Buckley had previously used the airwaves to champion various humanitarian causes, but hit his stride after the 1929 mayoral campaign, during which candidate Charles Bowles gained the support of voters by running on a "dry" platform (meaning he supported the restriction of alcohol). When Bowles won the race and became mayor on January 14, 1930, he immediately broke his promise and turned a blind eye to the speakeasies and gambling dens that covered Detroit despite the fact that the country was in the midst of Prohibition. Bowles also surrounded himself with similarly suspect cronies, including Joseph Gillespie, who was appointed commissioner of public works even though he had previously been ousted from his position as police commissioner because of the fact that, under Gillespie's tenure, vice in Detroit was the worst the city had ever seen.
Detroit seemed to be embroiled in enough corruption to keep Buckley on the air for a lifetime. The radio man knew what his next steps would be. He used his program to advocate a recall election that would oust Bowles from office. Not surprisingly, this effort earned Buckley few fans among Bowles and his associates, some of whom included gangsters and members of the Ku Klux Klan. However, it found a welcome ear among Detroit residents, who, during the July 22 recall election, voted out Bowles from office, slightly more than six months after he had assumed it.
Buckley broadcast the election returns at about 11:30 that night from his studio at the LaSalle Hotel, then went to dinner with his secretary. Upon his return to the LaSalle, where he kept a room, Buckley bought a newspaper and settled into the lobby to wait for a woman who had phoned him with a potential lead.
At about 1:40 the morning of July 23, the LaSalle's door opened, but a woman didn't enter. Instead, three men strode into the lobby, one of whom stood near the door, and two of whom approached Buckley. The latter men pulled out guns and fired eleven shots into Buckley's chest, killing him instantly.
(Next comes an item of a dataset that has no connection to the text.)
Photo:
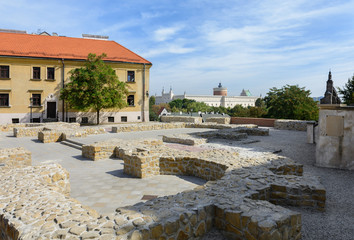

The men left as quickly as they had entered.
|The LaSalle Hotel, Woodward Avenue and Adelaide Street in Detroit|
Detroiters were aghast at Buckley's murder, and immediately pressed for answers. Police commissioner Thomas C. Wilcox painted Buckley as a hypocrite, a crusader who railed against corruption while himself associating with underworld types. Wilcox produced an affidavit signed by a bootlegger who claimed that Buckley had extorted "protection" money from him. Wilcox theorized that Buckley's alleged connections to seedy types led to his demise. That theory lost some water when investigators discovered that Wilcox obtained his affidavit under false pretenses, and that the man who had signed the document could neither read nor speak English.
Wilcox's theory may have contained an element of truth, however, despite the bumbling way he presented it. After Buckley's death, newspapers printed stories about the radio man's alleged underworld dealings, which involved extorting money from racketeers who didn't want their activities mentioned on Buckley's show. Buckley's brother, Paul, a former assistant prosecutor, countered by insisting that Buckley's death stemmed from his involvement in the recall effort, and was likely committed by the former mayor's underworld connections.
Though several seedy types were arrested for their alleged roles in the Buckley murder, no one was ever convicted of the crime. However, Buckley's death did establish one firm fact: he was beloved by his fellow Detroiters, more than 100,000 of whom attended his funeral. Buckley's death also incited a massive cleanup of the speakeasies and gambling dens that the radio man had railed against--and that Bowles had ignored--for so many months before the recall.
The LaSalle Hotel no longer stands, having undergone a series of name changes before being demolished in 1996 to make way for a condominium complex. However, those who are so inclined can pay their respects to Buckley by visiting his grave in Detroit's Mount Olivet Cemetery.